Silent Victim - C. E. Lawrence [94]
Meredith laughed and grabbed Kylie’s hand, holding up her stained fingertips.
“Duh,” she snorted. “That’s an easy one.”
“You want me to do something harder?” Butts asked, regarding her through half-closed eyes.
“Uh—sure,” Meredith answered, and Kylie nodded.
“Then stick around,” Butts said. “I’ll come up with something when you least expect it.”
“Okay,” Meredith said. “Can I be your assistant?”
“I don’t see why not,” Butts replied.
“Me too!” Kylie chimed in. “Can I be your second assistant?”
“Okay. You can both be my assistants.”
Lee was pleased to see how sweet the burly detective was with the girls. He would not have guessed Butts had a soft spot for kids, but he had learned that people are often surprising.
“Okay,” Lee said. “Shall we go find Fiona?” “Oh, she’s with Stan,” Meredith said, poking Kylie in the ribs.

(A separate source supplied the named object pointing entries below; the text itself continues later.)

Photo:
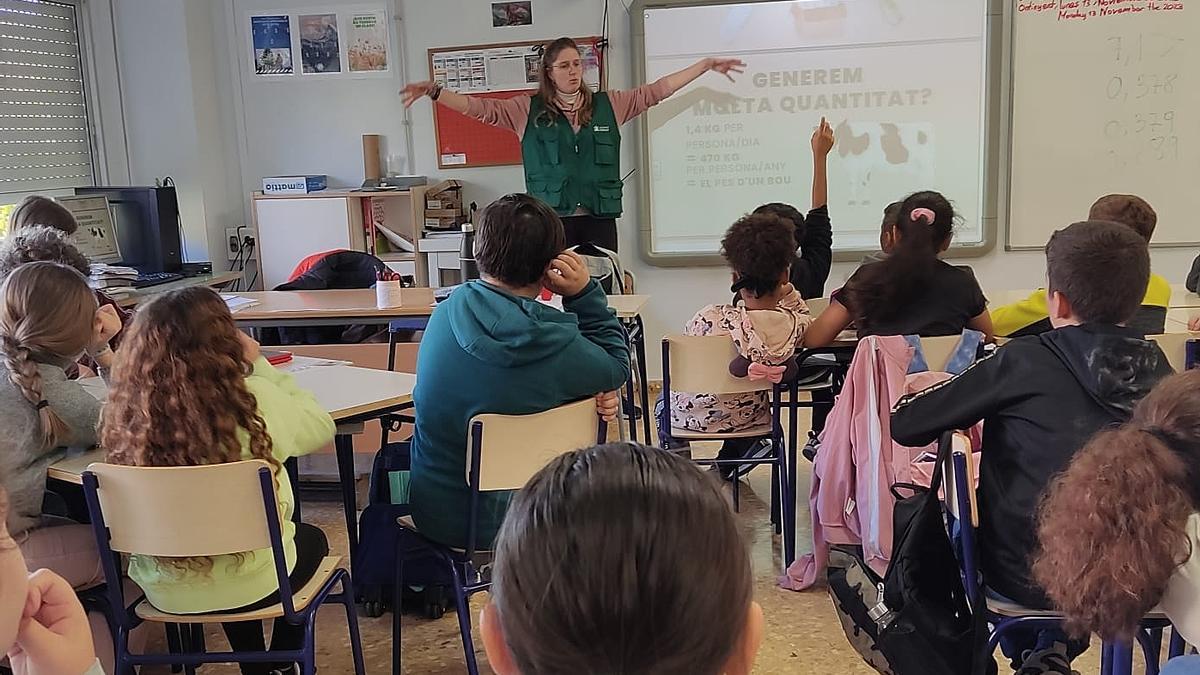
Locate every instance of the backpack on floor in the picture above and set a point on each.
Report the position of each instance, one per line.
(605, 267)
(856, 590)
(925, 622)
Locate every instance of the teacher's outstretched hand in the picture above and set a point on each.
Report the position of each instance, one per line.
(570, 135)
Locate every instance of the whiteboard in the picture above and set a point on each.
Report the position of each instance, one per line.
(1105, 99)
(904, 84)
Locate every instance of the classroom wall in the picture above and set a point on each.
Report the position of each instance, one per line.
(150, 34)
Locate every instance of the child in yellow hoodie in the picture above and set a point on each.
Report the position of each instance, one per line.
(191, 389)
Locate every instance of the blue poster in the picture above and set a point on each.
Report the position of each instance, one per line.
(273, 45)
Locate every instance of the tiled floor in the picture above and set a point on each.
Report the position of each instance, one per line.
(803, 633)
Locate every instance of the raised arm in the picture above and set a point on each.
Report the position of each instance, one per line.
(725, 66)
(510, 113)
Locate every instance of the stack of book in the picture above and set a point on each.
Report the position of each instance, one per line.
(107, 278)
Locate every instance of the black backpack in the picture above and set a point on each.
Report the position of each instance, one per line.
(923, 623)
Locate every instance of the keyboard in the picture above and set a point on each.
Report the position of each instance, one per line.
(155, 279)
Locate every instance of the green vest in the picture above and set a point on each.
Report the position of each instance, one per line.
(568, 169)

Stan Paloggia was Fiona’s boyfriend, or, as she called him, “my ha-ha boyfriend,” insisting she was too old to be dating anyone. Stan didn’t share her view—he was doggedly faithful, following her around like a trained seal. Fiona took frequent breaks from his devoted companionship, and refused to marry him, though he had had asked her half a dozen times. For instance, she hadn’t invited him to Kylie’s birthday dinner, which was typical of how she treated him.

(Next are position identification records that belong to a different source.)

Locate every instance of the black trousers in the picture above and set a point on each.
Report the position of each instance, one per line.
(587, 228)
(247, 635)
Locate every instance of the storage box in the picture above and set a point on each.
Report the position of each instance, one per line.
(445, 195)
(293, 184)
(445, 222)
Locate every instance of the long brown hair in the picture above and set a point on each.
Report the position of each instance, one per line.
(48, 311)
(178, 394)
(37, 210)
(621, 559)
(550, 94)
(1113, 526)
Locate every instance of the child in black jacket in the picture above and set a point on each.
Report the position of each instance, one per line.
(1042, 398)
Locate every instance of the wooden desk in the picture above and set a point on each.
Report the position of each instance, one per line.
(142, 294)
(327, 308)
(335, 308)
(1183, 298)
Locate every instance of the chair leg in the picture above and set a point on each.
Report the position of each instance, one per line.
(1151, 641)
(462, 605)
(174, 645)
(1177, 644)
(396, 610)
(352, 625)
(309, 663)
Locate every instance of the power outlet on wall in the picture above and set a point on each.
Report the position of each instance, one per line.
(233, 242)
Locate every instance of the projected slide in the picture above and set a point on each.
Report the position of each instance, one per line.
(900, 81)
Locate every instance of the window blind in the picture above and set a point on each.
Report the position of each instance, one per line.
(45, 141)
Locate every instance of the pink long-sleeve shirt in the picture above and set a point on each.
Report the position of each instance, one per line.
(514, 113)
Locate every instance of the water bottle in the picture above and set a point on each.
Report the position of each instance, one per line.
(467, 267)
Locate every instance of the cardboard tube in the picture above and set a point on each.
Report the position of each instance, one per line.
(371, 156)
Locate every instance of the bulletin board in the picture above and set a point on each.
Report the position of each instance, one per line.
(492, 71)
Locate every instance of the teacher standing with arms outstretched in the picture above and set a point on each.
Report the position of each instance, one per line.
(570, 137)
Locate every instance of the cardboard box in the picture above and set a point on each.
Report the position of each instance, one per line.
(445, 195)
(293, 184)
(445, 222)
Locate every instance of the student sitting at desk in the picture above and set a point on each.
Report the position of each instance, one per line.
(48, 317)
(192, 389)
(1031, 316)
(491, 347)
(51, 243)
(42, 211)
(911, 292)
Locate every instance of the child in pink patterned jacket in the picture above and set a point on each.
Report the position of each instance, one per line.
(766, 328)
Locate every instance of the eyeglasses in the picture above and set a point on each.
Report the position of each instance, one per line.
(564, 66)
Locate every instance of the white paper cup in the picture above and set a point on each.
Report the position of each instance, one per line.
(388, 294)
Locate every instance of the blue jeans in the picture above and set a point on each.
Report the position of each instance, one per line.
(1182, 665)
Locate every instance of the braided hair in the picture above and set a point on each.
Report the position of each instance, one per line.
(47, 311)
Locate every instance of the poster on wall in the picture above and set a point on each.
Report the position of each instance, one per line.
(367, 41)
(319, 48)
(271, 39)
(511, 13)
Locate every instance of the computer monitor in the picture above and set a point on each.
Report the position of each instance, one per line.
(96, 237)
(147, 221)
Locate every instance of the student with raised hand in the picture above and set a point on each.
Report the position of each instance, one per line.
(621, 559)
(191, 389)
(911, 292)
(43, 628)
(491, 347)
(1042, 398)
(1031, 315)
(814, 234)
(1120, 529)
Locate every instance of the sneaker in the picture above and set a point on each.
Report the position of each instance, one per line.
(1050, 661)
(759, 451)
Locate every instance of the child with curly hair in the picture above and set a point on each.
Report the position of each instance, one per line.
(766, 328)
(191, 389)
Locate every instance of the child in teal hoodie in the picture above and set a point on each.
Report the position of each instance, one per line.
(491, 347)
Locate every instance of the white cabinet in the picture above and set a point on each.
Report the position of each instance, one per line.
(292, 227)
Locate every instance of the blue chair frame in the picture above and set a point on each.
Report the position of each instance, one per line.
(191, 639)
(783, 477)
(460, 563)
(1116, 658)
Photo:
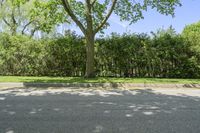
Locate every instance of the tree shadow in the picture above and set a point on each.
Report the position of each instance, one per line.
(98, 111)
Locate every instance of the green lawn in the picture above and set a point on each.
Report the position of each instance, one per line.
(95, 80)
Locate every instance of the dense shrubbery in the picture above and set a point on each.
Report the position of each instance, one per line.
(164, 54)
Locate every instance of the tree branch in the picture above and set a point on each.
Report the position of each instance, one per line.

“Is he your grandmother’s boyfriend?” Butts asked.
Meredith lopped off the top of a honeysuckle bush and waved the plucked sprig under her nose, inhaling deeply. “Stan loves her.”
Kylie grabbed a honeysuckle branch of her own and yanked, but it was too thick and wouldn’t come off. Lee leaned down and broke it off for her. The honeysuckle this year was wild, rampant, growing everywhere with heedless promiscuity. He loved the smell, but Fiona hated it—she waged a continuous war against “those cheeky weeds,” as she called them. Fiona wasn’t enamored of flowers of any kind. As far as she was concerned, if you couldn’t eat it, it wasn’t worth growing.
When they arrived at the house, Fiona insisted they stay for iced tea and lemon cake. Lee was about to protest, but when he saw Butts’s eyes light up at the mention of lemon cake, he acquiesced. They went out to the front porch, where the girls volunteered to set the table.
Fiona pointed to a round wrought-iron table with a glass cover.
“My latest estate sale acquisition. How do you like it?” “Very nice,” Butts remarked, settling his bulk into the nearest chair.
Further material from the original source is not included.